No, when a young volunteer hands out a health kit with condoms, it's not an implicit invitation to a sexual relationship. Not to mention public institutions such as hospitals, where, without mediation, care sometimes can't take place so much the vocabulary of the body and intimacy can be a source of misunderstanding.

French paradox

Or there is a great paradox here. While mediation is developing everywhere - school mediation, court mediation, family mediation, cultural mediation in art and cultural spaces, intercultural mediation in international companies - intercultural and linguistic mediation in migratory contexts does not exist. Or very little. This is a French paradox, as "community interpretation", which could facilitate the integration of non-French-speaking populations, is widely developed in many of our neighboring countries.
.


It's time to invest in mediation in a migratory context. Universities are taking action. This is the case for some of the partners in the Migrants in Higher Education (MENS) network, offering exiled students university diplomas (DU) on mediation such as the DU Hospitalité, médiations, migrations (DU H2M, Inalco, Paris) or the new DU Dialogues (Lyon-II).



Associations, institutions and players in the field are trying to integrate intercultural and linguistic mediation alongside volunteers or social workers. But nothing will be possible if the State does not arrow more specific credits for this, if the State does not specifically support this dynamic, if the State does not value the linguistic and cultural resources and the immense motivation for integration of the first concerned, the exiled people.

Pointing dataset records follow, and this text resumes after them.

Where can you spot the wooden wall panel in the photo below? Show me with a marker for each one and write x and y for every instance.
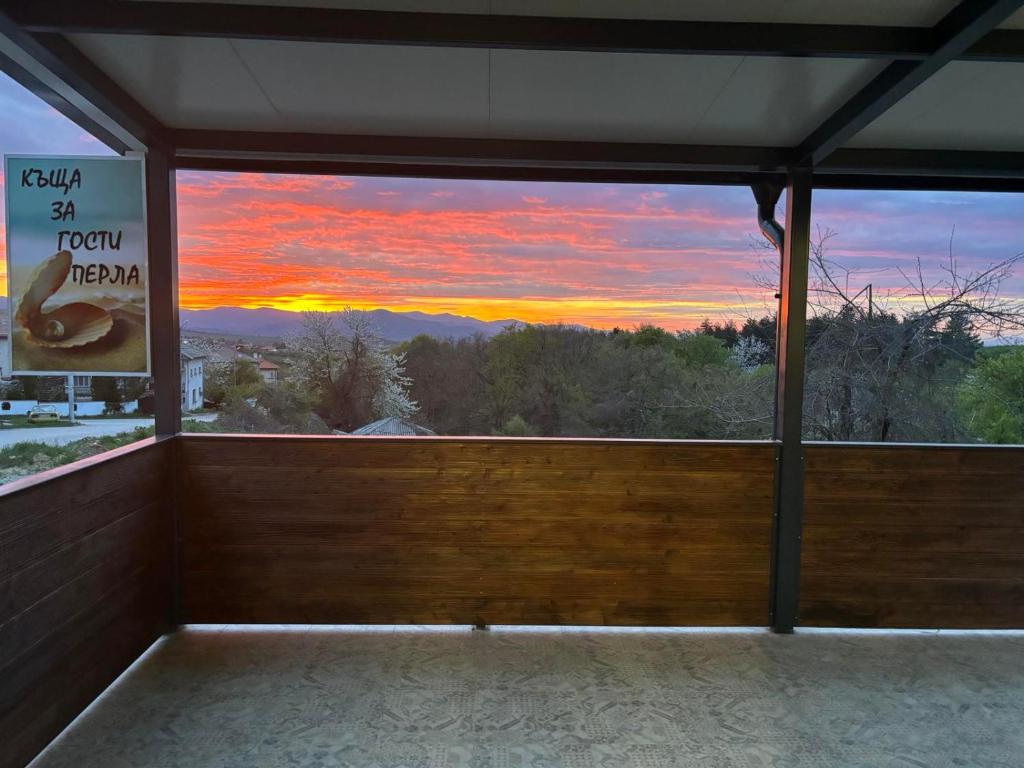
(85, 586)
(912, 536)
(281, 529)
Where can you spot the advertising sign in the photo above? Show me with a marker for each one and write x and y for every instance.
(77, 287)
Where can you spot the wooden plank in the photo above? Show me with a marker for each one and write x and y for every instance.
(442, 530)
(913, 537)
(46, 517)
(72, 668)
(627, 612)
(135, 540)
(85, 586)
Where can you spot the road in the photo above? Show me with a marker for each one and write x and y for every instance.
(84, 428)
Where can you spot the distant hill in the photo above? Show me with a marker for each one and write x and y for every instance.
(392, 326)
(231, 321)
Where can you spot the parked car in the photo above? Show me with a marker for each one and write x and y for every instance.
(43, 413)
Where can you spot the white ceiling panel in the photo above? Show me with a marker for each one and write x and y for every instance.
(425, 91)
(602, 96)
(966, 105)
(184, 82)
(402, 90)
(778, 101)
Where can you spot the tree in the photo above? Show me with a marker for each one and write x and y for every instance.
(282, 409)
(236, 380)
(991, 397)
(105, 388)
(353, 378)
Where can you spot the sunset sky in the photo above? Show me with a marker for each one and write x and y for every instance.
(601, 255)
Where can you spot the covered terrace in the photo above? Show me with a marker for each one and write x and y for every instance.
(167, 557)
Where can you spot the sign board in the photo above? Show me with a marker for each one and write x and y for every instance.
(77, 286)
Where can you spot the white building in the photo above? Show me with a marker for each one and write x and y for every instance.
(192, 380)
(270, 372)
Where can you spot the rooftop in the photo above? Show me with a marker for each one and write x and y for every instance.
(392, 426)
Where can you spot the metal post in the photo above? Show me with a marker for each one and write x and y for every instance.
(71, 398)
(790, 401)
(164, 329)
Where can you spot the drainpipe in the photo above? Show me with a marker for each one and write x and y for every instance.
(767, 194)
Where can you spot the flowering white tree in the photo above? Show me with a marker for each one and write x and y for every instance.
(352, 374)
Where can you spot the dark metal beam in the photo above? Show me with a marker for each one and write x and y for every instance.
(791, 354)
(489, 172)
(479, 31)
(583, 161)
(57, 73)
(954, 34)
(485, 153)
(165, 341)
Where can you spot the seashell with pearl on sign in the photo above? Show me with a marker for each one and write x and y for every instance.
(72, 325)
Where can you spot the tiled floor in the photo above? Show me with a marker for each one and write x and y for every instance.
(508, 698)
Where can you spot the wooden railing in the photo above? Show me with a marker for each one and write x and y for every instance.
(338, 530)
(85, 586)
(912, 536)
(99, 558)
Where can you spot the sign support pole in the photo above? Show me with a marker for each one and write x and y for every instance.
(164, 328)
(790, 402)
(71, 398)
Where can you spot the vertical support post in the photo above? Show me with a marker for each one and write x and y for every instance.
(790, 401)
(70, 385)
(165, 339)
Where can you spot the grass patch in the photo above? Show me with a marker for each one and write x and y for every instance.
(22, 422)
(29, 458)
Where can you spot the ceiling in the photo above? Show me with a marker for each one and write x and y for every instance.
(284, 86)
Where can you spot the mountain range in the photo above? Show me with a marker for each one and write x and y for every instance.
(391, 326)
(229, 321)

Because any exile who has been able to enter the job market is a victory, not only for the individual, but also for the whole of republican society; because he or she is just waiting to find his or her place in it, let's invest in the conditions for this success.

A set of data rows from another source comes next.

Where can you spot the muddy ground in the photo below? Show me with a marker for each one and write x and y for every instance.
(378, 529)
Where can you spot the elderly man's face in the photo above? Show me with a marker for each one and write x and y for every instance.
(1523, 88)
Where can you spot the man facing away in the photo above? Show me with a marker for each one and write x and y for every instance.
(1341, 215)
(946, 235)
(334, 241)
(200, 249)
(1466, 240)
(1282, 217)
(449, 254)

List of signatories : Jean-Michel Benayoun (professor, director of the UFR Études interculturelles de langues appliquées/EILA, University of Paris); Aurélie El Hassak-Marzorati (executive director, Centre d'action sociale protestant) ; Emmanuelle Gallienne (director, association Kolone); Pascal Godon (national referent, Fédération de l'entraide protestante); Manda Green (teacher-researcher, co-director of the university degree Dialogues. médiation, interprétariat et migration, Université Lumière-Lyon-II); Antoine Paumard (director, Jesuit Refugee Service, JRS France) ; Marie-Caroline Saglio-Yatzimirsky (professor, coordinator of the university diploma Hospitalité, médiations, migrations, Institut national des langues et civilisations orientales, Inalco, Paris); Annick Suzor-Weiner (professor emeritus, Agence universitaire de la francophonie and Université Paris-Saclay).